Alternating Direction Implicit (ADI)

• The Thomas Algorithm was fast and easy to implement.
• ADI is an iterative method, not unlike Gauss-Seidel, that arranges the unknowns in such a way that the system is tridagonal at each iteration step.
• There are two approaches

ADI 1

• Order the grid in two ways (A), and (B) (boundary points not shown):

* These 3x3 grids (9 unknowns) will result in 9x9 matrices.

• Grid (A), for any given point, the bottom and top neighbors are on diagonals -3 and 3.
  • Tridaigonal with $\pm j$ on off-diagonals -3 and 3.
  • In each equation move $y$-directed neighbors to the RHS of the equation and use previous values to evaluate them.

• Grid (B), for any given point, the left and right neighbors are on diagonals -3 and 3.
  • Tridaigonal with $\pm i$ on off-diagonals -3 and 3.
  • In each equation move $x$-directed neighbors to the RHS of the equation and use previous values to evaluate them.

* **Alternate the grids.** Each iteration solves Grid (A) then Grid (B). Iterate to convergence.

ADI 2

• Instead of considering the whole 9x9 system, we treat the 2-D grid as a sequence of 1-D problems.
  • We sweep the grid in the y-direction, then the x-direction.

• Grid A
  • For line (1), we form a tridiagonal system with points (1), (2), and (3) as the unknowns.
    • That is, points $f_{1,1}$, $f_{1,2}$, $f_{1,3}$ are the unknowns.
    • All other points in the 2-D, 5-point stencil are considered known.
    • This gives a 3x3 tridiagonal matrix for the grid shown.
    • We solve this system and update the three points.
  • Repeat this for line (2), then line (3).
  • Note that we are coupling the x-direction points and decoupling the y-direction points.

• Grid B

  • Follow the same approach as in Grid A.
  • But now, we are coupling the y-direction points and decoupling the x-direction points.

• One iteration consists of sweeping lines (1), (2), and (3) on Grid A, followed by sweeping lines (1), (2), and (3) on Grid B.

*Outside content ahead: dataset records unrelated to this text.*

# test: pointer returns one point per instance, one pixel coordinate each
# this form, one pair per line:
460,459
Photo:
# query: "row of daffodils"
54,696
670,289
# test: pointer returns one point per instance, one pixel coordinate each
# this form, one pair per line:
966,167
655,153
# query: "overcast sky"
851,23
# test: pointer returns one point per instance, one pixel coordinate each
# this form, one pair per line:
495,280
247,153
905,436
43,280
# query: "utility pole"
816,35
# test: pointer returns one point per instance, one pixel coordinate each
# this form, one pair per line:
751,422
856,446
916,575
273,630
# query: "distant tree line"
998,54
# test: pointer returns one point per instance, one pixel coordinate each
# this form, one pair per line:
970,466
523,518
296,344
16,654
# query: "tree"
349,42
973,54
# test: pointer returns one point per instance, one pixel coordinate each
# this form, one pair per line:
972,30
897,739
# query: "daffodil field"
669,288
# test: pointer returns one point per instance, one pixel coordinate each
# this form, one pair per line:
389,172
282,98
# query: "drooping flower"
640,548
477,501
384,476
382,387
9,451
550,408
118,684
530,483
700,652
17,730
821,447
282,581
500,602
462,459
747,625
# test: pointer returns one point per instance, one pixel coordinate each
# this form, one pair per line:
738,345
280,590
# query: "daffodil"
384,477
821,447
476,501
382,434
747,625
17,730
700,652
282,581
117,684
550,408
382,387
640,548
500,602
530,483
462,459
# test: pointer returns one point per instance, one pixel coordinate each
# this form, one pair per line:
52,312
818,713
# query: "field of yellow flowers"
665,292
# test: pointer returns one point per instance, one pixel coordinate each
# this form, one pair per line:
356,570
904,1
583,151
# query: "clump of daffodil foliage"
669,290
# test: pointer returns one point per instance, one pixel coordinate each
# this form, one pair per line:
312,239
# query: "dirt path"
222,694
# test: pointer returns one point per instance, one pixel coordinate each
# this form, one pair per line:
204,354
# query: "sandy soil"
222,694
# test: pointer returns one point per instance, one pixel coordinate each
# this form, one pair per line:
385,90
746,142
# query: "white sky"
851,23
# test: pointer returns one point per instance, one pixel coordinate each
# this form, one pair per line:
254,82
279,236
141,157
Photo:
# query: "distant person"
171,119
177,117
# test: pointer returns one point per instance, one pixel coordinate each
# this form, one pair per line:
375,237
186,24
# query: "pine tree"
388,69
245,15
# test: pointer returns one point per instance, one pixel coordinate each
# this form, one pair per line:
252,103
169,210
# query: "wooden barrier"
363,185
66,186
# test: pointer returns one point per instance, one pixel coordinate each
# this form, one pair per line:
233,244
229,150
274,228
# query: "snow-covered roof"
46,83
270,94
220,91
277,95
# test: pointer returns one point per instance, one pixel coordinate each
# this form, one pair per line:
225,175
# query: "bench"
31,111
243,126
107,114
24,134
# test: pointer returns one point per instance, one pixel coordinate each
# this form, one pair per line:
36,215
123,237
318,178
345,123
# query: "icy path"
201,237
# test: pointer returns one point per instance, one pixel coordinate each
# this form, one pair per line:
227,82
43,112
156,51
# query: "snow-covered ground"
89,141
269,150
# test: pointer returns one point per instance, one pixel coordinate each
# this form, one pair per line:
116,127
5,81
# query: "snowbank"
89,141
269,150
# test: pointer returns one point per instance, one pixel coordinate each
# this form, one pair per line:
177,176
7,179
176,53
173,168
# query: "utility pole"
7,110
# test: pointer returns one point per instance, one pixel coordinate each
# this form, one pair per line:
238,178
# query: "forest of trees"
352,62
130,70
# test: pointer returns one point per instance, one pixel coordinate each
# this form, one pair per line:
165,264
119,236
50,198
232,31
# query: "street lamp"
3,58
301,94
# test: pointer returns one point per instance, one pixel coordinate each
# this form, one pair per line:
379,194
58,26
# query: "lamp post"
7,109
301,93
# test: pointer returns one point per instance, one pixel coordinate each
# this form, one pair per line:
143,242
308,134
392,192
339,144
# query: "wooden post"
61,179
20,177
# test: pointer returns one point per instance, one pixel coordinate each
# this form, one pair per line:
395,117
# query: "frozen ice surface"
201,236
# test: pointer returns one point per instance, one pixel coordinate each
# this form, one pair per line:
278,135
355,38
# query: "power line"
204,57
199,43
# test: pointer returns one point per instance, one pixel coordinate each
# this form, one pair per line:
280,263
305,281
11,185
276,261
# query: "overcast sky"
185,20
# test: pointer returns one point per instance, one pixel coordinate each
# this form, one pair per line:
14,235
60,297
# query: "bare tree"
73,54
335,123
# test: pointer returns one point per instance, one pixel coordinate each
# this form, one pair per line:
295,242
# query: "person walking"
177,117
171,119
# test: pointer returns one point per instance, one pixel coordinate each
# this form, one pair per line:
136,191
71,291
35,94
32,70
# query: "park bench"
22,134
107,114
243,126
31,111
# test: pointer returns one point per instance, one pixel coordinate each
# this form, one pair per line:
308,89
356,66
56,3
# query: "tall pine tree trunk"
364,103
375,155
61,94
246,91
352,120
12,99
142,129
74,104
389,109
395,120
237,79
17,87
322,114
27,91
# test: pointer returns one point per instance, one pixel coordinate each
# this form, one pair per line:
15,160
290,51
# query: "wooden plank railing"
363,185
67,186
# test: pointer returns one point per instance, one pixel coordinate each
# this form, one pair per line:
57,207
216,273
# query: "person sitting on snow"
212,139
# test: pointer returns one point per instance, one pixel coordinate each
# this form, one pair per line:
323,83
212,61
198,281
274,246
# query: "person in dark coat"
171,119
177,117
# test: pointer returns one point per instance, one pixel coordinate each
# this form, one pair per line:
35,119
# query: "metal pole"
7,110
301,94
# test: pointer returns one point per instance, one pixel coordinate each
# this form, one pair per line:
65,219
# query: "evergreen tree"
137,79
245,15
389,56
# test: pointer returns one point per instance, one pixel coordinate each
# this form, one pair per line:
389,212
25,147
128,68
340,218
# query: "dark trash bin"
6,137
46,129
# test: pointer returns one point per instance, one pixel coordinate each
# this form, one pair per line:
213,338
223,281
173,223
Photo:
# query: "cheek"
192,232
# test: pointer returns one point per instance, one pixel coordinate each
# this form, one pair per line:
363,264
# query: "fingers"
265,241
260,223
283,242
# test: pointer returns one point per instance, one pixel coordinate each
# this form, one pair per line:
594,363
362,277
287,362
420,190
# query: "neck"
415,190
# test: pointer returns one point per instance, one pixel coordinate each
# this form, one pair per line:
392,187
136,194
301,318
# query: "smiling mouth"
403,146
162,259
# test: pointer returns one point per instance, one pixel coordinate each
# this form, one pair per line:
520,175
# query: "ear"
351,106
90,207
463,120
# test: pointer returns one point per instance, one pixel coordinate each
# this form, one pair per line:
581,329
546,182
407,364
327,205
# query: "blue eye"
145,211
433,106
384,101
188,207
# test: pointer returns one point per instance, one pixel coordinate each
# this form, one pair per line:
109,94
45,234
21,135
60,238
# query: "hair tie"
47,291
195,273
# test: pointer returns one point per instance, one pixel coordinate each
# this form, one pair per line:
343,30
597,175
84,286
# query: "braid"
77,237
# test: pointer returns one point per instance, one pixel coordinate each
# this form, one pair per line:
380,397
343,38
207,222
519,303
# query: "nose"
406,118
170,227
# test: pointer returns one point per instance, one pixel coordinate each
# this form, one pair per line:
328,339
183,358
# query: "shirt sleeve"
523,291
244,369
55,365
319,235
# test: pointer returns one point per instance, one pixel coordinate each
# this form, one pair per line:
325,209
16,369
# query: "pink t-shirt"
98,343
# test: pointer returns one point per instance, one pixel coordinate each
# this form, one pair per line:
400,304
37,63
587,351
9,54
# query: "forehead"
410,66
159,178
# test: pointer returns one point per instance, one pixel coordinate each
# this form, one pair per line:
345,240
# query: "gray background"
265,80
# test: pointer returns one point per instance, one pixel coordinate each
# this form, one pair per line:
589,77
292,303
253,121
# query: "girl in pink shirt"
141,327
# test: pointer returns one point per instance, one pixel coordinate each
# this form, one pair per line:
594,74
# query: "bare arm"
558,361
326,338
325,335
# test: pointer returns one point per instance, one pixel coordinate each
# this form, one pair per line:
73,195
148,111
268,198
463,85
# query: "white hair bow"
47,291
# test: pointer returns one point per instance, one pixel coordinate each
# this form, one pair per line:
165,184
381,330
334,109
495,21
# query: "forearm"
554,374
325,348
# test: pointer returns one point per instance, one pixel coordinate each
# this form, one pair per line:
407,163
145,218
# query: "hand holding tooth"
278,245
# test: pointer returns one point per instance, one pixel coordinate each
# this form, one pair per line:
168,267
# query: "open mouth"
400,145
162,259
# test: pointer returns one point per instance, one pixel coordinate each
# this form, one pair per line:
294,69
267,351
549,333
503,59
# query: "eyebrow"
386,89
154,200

• Matricies are setup in the usual fashion, with decoupled points on the RHS, and boundary conditions properly specified.

Notes

• ADI 1 is more matrix-specific
• ADI 2 is more grid-specific
• Note how these ADI methods fully couple one dimension at a time allowing full information propagation in the given direction.
• The pentadiagonal solve only requires one iteration.
• The Gauss-Seidel method decouples both directions, so information propagates more slowly across the domain.
• The ADI is in-between.

• In 3-D we have a heptadiagonal system with three grids.
  • For ADI 1, we again move four of the seven off diagonals to the RHS, and alternate between the grid ordering.
  • For ADI 2, we sweep lines in the x, y, and z directions sequentially.
• Elliptic methods are very common, but often occur as parts of larger problems.
  • In fluid mechanics, the pressure Poisson equation is an example.
• All of this applies to implicit parabolic problems such as the BTCS and CN methods.

Hoffman version

• For parabolic problems, Hoffman gives an ADI alternative.

  • Rather than converge the ADI algorithm at each timestep, (since we have a $\Delta t$ truncation error anyway), we can solve as follows:

  $$\frac{\color{blue}{f_{i,j}^{n+1}}-f_{i,j}^n}{\Delta t} = \alpha\color{blue}{\left(\frac{\partial^2f}{\partial x^2}\right)_{i,j}^{n+1} + } \alpha\left(\frac{\partial^2f}{\partial y^2}\right)_{i,j}^n + S_{i,j}^n,$$

  $$\frac{\color{blue}{f_{i,j}^{n+2}}-f_{i,j}^{n+1}}{\Delta t} = \alpha\left(\frac{\partial^2f}{\partial x^2}\right)_{i,j}^{n+1} + \alpha\color{blue}{\left(\frac{\partial^2f}{\partial y^2}\right)_{i,j}^{n+2}} + S_{i,j}^{n+1}.$$

  • On one timestep we implicitly couple the x-direction and the y-direction is decoupled (explicit).
  • On the next timestep, we implicitly couple the y-direction and the x-direction is decoupled (explicit).